Downstream of a modern combined cycle gas turbine there is generally an abrupt end of the turbine inner hub wall leading to a backward facing step with separation and flow recirculation on the hub axis. This can lead to a strong hub wake with high losses in the center of the diffuser. The interaction between the end of the hub and the downstream axial diffuser can have a significant influence on diffuser flow field and hence on overall gas turbine performance. To minimize the hub wake the flow can be guided to the axis by reducing the diameter of the hub. But this can still lead to separation on the extended hub and to a strong hub wake. This paper describes experimental and numerical investigations of the use of flow injection to control the flow separation on the hub and to guide the main flow towards the axis of the diffuser to reduce the hub wake.

A new test rig has been built at the Institute of Thermal Turbomachinery and Machinery Laboratory of the University of Stuttgart, Germany (ITSM). This rig features an active flow control device based on hub flow injection with a Coanda-effect to influence the hub wake flow. In addition to experimental studies, steady CFD (computational fluid dynamics) simulations have been performed for this configuration and validated using the experimental data.

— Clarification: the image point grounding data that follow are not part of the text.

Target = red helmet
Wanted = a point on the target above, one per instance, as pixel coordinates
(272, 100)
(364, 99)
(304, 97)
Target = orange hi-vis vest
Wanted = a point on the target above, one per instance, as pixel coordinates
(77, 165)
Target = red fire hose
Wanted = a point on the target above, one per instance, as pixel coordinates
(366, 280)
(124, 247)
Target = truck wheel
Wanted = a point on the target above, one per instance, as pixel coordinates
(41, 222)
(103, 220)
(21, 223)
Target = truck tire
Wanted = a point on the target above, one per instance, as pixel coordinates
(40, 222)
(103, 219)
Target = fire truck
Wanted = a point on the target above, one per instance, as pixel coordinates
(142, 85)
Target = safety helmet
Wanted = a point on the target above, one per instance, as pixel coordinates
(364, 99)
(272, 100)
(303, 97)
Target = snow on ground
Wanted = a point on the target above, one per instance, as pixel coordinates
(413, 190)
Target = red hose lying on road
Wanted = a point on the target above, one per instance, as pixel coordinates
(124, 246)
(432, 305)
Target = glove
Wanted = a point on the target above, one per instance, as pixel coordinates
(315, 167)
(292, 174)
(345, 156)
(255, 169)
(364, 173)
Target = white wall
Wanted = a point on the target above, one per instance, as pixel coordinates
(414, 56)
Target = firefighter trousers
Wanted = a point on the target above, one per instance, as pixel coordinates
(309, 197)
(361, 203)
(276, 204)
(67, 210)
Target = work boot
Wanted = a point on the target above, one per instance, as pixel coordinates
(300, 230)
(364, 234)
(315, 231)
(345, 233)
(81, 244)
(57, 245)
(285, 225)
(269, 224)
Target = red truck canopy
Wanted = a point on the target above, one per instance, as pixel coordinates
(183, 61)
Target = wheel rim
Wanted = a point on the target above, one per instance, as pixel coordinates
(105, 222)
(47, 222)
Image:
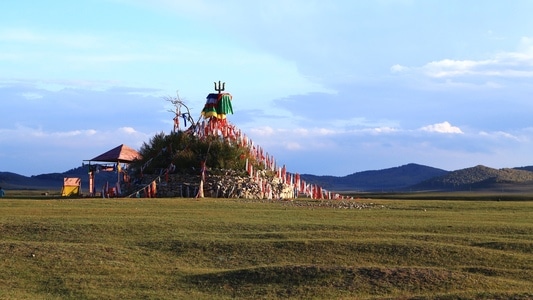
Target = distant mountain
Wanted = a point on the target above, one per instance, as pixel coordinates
(410, 177)
(479, 178)
(392, 179)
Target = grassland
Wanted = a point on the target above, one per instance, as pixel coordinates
(54, 248)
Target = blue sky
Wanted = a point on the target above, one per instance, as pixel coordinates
(327, 87)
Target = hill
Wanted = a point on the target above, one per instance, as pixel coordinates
(410, 177)
(391, 179)
(479, 178)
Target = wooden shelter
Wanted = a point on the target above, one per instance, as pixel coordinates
(121, 154)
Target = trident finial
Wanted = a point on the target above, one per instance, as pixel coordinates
(220, 86)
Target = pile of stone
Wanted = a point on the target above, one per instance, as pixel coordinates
(220, 184)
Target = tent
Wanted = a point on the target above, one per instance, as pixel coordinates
(117, 155)
(71, 187)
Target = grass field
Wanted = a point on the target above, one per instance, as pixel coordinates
(224, 249)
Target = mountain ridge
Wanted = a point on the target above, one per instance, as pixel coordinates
(405, 178)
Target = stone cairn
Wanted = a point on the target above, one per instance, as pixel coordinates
(269, 182)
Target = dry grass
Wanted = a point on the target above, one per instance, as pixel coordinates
(224, 249)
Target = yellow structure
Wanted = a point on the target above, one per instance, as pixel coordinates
(71, 187)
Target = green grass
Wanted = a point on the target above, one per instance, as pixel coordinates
(225, 249)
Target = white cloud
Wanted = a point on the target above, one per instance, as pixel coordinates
(510, 64)
(398, 68)
(444, 127)
(293, 146)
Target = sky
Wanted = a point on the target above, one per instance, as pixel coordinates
(326, 87)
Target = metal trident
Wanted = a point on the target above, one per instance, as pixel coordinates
(220, 87)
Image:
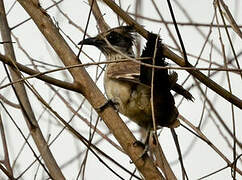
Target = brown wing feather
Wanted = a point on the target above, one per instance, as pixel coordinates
(129, 71)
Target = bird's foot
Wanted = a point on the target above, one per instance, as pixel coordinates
(109, 102)
(145, 150)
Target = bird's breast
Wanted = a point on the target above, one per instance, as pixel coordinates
(132, 100)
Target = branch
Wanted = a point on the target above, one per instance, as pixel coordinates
(177, 59)
(90, 91)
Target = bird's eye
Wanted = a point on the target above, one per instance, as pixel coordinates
(112, 37)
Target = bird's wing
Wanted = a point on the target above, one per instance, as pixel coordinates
(130, 71)
(125, 71)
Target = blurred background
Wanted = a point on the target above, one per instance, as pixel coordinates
(202, 32)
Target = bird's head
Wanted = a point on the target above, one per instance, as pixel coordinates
(114, 40)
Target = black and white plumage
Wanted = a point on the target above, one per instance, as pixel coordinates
(128, 84)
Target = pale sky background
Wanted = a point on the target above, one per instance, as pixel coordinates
(200, 160)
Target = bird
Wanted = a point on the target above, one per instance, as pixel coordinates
(128, 84)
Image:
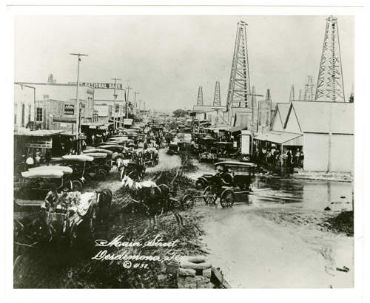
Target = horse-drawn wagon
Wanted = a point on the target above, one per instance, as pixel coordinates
(231, 183)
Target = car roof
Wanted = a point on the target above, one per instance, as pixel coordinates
(81, 158)
(236, 163)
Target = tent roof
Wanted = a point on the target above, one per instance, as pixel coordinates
(277, 137)
(324, 117)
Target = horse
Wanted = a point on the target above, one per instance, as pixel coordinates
(155, 198)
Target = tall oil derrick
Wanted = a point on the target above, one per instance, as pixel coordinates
(239, 84)
(308, 89)
(217, 97)
(200, 96)
(330, 85)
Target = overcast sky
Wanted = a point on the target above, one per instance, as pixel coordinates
(166, 58)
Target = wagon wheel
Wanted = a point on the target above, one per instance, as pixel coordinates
(76, 185)
(200, 184)
(92, 222)
(73, 236)
(101, 174)
(227, 198)
(208, 196)
(187, 201)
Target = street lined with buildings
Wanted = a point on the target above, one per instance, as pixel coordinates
(259, 188)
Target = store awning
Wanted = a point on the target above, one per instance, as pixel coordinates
(281, 138)
(37, 133)
(237, 129)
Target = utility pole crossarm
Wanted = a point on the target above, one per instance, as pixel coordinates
(78, 113)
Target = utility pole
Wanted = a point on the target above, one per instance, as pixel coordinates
(114, 101)
(136, 93)
(127, 98)
(78, 113)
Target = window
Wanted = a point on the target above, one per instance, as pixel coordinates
(39, 114)
(15, 113)
(23, 113)
(29, 112)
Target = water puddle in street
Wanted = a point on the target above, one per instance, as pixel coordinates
(274, 241)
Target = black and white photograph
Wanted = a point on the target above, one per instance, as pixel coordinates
(172, 151)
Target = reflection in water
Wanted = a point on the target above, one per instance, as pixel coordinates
(305, 193)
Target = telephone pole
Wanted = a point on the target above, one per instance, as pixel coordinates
(135, 94)
(127, 95)
(114, 101)
(78, 113)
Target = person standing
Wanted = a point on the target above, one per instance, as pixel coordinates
(289, 160)
(47, 157)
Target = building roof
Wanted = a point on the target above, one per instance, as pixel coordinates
(314, 116)
(283, 109)
(36, 133)
(277, 137)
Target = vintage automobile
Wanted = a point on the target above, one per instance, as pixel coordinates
(134, 169)
(35, 183)
(101, 165)
(233, 184)
(208, 156)
(173, 148)
(150, 156)
(75, 216)
(81, 165)
(112, 147)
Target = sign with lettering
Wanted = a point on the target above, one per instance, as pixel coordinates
(100, 85)
(69, 109)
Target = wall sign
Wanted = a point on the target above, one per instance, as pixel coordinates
(69, 109)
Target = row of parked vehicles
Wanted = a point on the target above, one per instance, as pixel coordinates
(67, 175)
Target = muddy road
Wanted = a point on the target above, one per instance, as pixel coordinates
(278, 239)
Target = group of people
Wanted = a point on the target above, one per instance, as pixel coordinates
(274, 158)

Test results and flow field computations confirm that the flow control device tested can have a beneficial influence on diffuser performance at specific conditions. If it is the casing flow which separates then hub injection has little effect. If the casing flow is attached, and a hub separation limits the performance, then hub jet flow injection can be highly beneficial. The results also indicate that the mass flow injected in the hub jet control device has to be carefully balanced.